Chiang and his colleagues correlated health data (from questionnaire, laboratory measurements, and hospital Medicare claims) and the genetics of 3,940 people who identify as Native Hawaiian from the Multiethnic Cohort Study, a joint project of USC and the University of Hawai‘i. The research team found that for each 10% increase in estimated Polynesian ancestry, there is on average an 11% increase in risk of heart failure, an 8.6% increase in risk of type 2 diabetes and a 0.35 unit increase in body-mass index.

Further studies may be able to identify genetic variants and underlying biological factors specific to Polynesian populations, knowledge that could help reduce these health risks. Chiang also hopes to test a hypothesis outlining a combination of nature and nurture.

“For example, it’s possible that Native Hawaiians had adapted to a traditional diet, and the introduction of the Western diet has led to all kinds of health problems,” he said. “That’s actually an interaction between their genetics and their environment.”

There was a unique challenge for the study’s authors to overcome: Researchers focusing on the genetics of people with roots in Europe, Africa and Asia are able to call upon publicly available genomic references for those populations. No such resource exists for Polynesian ancestry. Native Hawaiians are characterized by a mixture of Polynesian, Asian, European and African ancestry. Using the existing references from other populations to run two analyses, the scientists searched for known origins as reflected both across each participant’s entire genome and location by location along their chromosomes. The research team essentially constructed a genomic model for Polynesian ancestry among Native Hawaiians by identifying a subsample of roughly 150 participants with the least amount of external heritance.

Genomics can’t define ethnicity, and biology is not destiny

As should be expected with research charting new territory in biomedical science, the study’s authors urge that their findings be interpreted with care and clarity on a few fronts.

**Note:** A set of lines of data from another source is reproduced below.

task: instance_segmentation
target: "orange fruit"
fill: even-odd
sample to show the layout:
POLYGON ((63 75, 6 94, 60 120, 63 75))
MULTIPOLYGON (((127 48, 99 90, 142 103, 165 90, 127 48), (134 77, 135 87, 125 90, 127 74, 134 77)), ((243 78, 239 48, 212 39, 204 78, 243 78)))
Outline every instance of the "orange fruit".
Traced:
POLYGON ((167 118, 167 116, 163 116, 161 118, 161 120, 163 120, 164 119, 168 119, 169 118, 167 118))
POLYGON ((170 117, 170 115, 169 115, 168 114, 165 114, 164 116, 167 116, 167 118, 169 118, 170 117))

Chiang pointed out that race and ethnicity are socially constructed concepts, and distinct from the issues explored in this study — that is how certain genes shared among a population contribute to specific health metrics and outcomes. Ethnicity instead is, and should be, defined by genealogical records or how a person self-identifies.

“Geneticists should not try to quantize a person’s ancestry and use that to define whether that person belongs to a particular ethnic group,” he said. “While we needed to quantify the proportion of Polynesian ancestry in order to perform our research, we do not want to give the impression that this is a way for people to define their membership in the community based on some arbitrary threshold.”

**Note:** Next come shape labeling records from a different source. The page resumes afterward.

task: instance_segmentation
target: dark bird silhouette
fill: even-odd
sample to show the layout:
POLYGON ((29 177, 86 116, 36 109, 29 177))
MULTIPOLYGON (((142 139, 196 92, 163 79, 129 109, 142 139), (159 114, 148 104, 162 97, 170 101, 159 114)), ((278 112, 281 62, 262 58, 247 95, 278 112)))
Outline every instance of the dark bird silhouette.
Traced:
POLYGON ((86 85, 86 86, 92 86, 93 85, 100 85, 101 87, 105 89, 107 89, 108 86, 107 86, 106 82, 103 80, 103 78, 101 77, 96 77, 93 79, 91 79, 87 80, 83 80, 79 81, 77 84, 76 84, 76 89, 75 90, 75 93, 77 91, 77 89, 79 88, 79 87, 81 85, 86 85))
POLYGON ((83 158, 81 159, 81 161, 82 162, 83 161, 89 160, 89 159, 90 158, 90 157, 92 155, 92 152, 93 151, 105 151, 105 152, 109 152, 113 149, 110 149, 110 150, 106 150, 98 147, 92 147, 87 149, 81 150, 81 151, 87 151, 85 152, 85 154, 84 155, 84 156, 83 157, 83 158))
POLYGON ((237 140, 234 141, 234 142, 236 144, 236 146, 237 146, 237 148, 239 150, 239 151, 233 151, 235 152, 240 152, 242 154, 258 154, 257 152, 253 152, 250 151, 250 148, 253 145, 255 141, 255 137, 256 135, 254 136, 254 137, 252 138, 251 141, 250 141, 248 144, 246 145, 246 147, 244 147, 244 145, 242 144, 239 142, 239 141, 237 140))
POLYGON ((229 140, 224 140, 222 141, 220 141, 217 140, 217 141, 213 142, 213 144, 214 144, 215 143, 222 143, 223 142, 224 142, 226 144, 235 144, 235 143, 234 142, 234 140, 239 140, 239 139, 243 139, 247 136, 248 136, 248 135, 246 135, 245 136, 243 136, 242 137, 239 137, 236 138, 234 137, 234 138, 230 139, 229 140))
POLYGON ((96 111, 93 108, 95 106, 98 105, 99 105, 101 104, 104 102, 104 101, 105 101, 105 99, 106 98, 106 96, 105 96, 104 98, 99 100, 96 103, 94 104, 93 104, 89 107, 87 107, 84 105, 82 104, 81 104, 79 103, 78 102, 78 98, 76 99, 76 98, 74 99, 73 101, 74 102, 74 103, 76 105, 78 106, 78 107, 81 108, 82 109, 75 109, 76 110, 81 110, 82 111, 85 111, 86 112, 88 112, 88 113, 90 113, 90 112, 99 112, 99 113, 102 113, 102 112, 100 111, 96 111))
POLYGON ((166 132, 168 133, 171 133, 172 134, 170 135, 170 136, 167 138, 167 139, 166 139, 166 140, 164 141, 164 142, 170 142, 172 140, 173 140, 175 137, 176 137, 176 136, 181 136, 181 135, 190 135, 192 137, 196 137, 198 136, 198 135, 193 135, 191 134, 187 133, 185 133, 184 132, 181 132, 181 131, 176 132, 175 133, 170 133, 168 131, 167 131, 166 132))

Additionally, Chiang emphasized that the model for Polynesian heritance among Native Hawaiians does not necessarily apply perfectly to populations in other islands such as Samoa.

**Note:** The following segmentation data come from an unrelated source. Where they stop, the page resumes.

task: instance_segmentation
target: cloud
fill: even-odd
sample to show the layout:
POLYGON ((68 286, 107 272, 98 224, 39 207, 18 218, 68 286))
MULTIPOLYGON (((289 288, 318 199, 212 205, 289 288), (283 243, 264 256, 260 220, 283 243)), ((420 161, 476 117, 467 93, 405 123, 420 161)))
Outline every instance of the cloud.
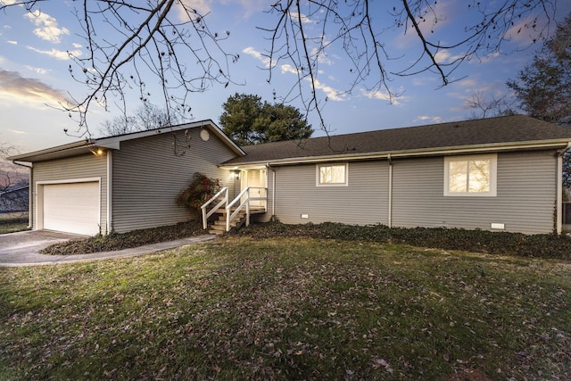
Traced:
MULTIPOLYGON (((261 53, 258 52, 256 49, 254 49, 252 46, 248 46, 246 48, 244 48, 244 50, 242 50, 243 53, 245 53, 246 54, 250 54, 254 58, 257 58, 258 60, 260 60, 266 68, 269 68, 269 57, 263 55, 261 53)), ((275 62, 274 62, 275 63, 275 62)), ((290 73, 290 74, 299 74, 299 71, 297 69, 295 69, 294 66, 292 66, 289 63, 284 63, 282 65, 279 66, 279 70, 282 72, 282 74, 284 73, 290 73)), ((306 80, 310 80, 310 78, 305 78, 306 80)), ((330 86, 325 85, 321 82, 319 82, 317 79, 314 79, 313 80, 313 86, 315 87, 316 89, 321 90, 323 91, 327 99, 331 100, 331 101, 343 101, 344 100, 344 94, 339 90, 336 90, 333 87, 331 87, 330 86)))
MULTIPOLYGON (((428 7, 423 8, 419 13, 423 14, 423 19, 417 19, 418 29, 424 36, 431 36, 440 29, 448 26, 454 19, 458 11, 456 2, 434 2, 428 7)), ((397 37, 394 43, 401 49, 407 48, 413 44, 419 42, 418 34, 412 22, 407 20, 408 28, 402 35, 397 37)))
POLYGON ((263 63, 266 69, 269 69, 269 57, 262 54, 261 52, 257 51, 252 46, 245 47, 242 50, 242 53, 245 53, 246 54, 250 54, 254 58, 257 58, 263 63))
POLYGON ((443 117, 440 116, 429 116, 429 115, 420 115, 415 118, 414 122, 421 122, 421 123, 443 123, 444 121, 443 117))
POLYGON ((361 95, 368 98, 368 99, 379 99, 381 101, 387 101, 389 102, 391 104, 395 104, 395 105, 401 105, 401 102, 400 101, 404 101, 405 99, 407 99, 408 97, 406 96, 402 96, 402 95, 393 95, 393 96, 389 95, 388 93, 380 91, 380 90, 370 90, 370 91, 367 91, 364 88, 360 89, 360 94, 361 95))
POLYGON ((302 24, 310 24, 310 23, 313 22, 305 14, 298 13, 297 12, 289 12, 289 17, 291 17, 292 20, 295 20, 296 21, 301 19, 302 20, 302 24))
POLYGON ((50 57, 54 57, 57 60, 62 60, 62 61, 69 60, 70 54, 75 55, 76 57, 79 57, 79 55, 81 55, 80 50, 70 50, 70 51, 57 50, 57 49, 41 50, 41 49, 35 48, 33 46, 26 46, 26 47, 36 53, 39 53, 40 54, 49 55, 50 57))
POLYGON ((23 102, 65 103, 63 94, 39 79, 22 77, 17 71, 0 70, 0 97, 23 102))
MULTIPOLYGON (((308 79, 309 80, 309 79, 308 79)), ((344 94, 339 90, 335 90, 330 86, 322 84, 317 79, 313 79, 313 86, 315 88, 321 90, 325 93, 327 99, 331 101, 344 101, 344 94)))
POLYGON ((51 71, 51 70, 48 69, 44 69, 44 68, 36 68, 34 66, 30 66, 30 65, 26 65, 26 69, 28 69, 30 71, 35 71, 37 74, 47 74, 49 71, 51 71))
POLYGON ((43 40, 49 41, 52 44, 59 44, 62 42, 62 35, 70 34, 70 31, 67 29, 58 27, 57 20, 38 10, 27 12, 24 17, 32 21, 37 27, 34 29, 34 34, 36 36, 43 40))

Perhaps most important, the links between genetics and health revealed in this study should not be construed to mean that being part of any particular population automatically relegates a person to poor health in and of itself.

“Genetics is a window into understanding the biology behind these diseases,” Chiang said. “Genetics does not determine everything, and it doesn’t necessarily even amount to the majority of the disparity in risk. I want people to know there are modifiable components to your lifestyle, such as a healthy diet and regular hula dancing, that will absolutely help.”

About the studies

The study’s co-first authors are Hanxiao Sun, a former master’s student in Chiang’s research group, and Meng Lin, a former postdoctoral researcher in the group. Other authors are Tsz Fung Chan, Bryan Dinh and Christopher Haiman of USC; Emily Russell and Ryan Minster of the University of Pittsburgh; Take Naseri of the Government of Samoa’s Ministry of Health; Muagututi‘a Sefuiva Reupena of Lutia i Puava ae Mapu i Fagalele, a nongovernmental organization based in Samoa; Annette Lum-Jones, Lynne Wilkens and Loïc Le Marchand of the University of Hawai‘i; the Samoan Obesity, Lifestyle, and Genetic Adaptations Study Group; and Iona Cheng of the University of California, San Francisco.

The study was supported by the National Cancer Institute (U01CA164973, P01CA168530) and the National Human Genome Research Institute (U01HG007397).